有価証券報告書-第61期(令和2年4月1日-令和3年3月31日)
(1) 経営成績等の状況の概要
当事業年度における当社の財政状態、経営成績及びキャッシュ・フロー(以下、「経営成績等」という。)の状況の概要は以下の通りです。
①財政状態及び経営成績の状況
財政状態
当事業年度末の総資産合計は、前事業年度末に比べ15億50百万円増加し225億15百万円となりました。流動資産は、前事業年度末に比べ7億26百万円増加し143億67百万円、固定資産は、前事業年度末に比べ8億24百万円増加し81億47百万円となりました。

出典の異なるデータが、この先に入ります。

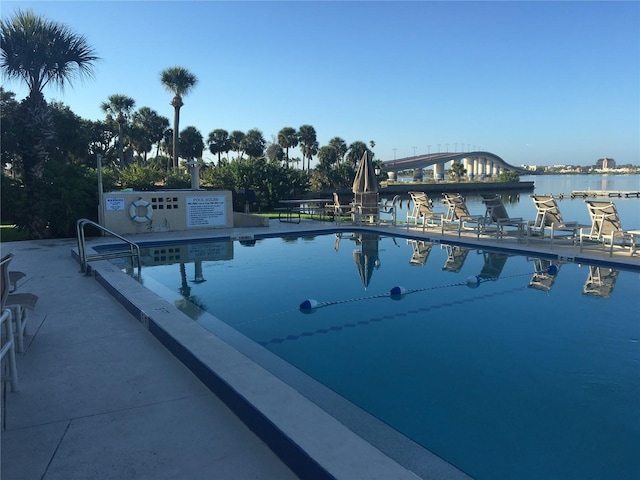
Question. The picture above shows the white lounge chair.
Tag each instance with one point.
(422, 211)
(606, 228)
(548, 217)
(7, 342)
(496, 215)
(458, 215)
(18, 303)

当事業年度末の負債合計は、前事業年度末に比べ12億66百万円増加し58億42百万円となりました。流動負債は、前事業年度末に比べ11億55百万円増加し51億37百万円、固定負債は、前事業年度末に比べ1億9百万円増加し7億円となりました。
当事業年度末の純資産の残高は、前事業年度末に比べ2億84百万円増加し166億73百万円となりました。
経営成績
受入手数料は、2億25百万円(前年比149.4%)、自己売買部門でのトレーディング損益は6億83百万円(同258.2%)となりました。また、金融収益は1億2百万円(同75.7%)、販売費及び一般管理費は9億35百万円(同98.8%)となりました。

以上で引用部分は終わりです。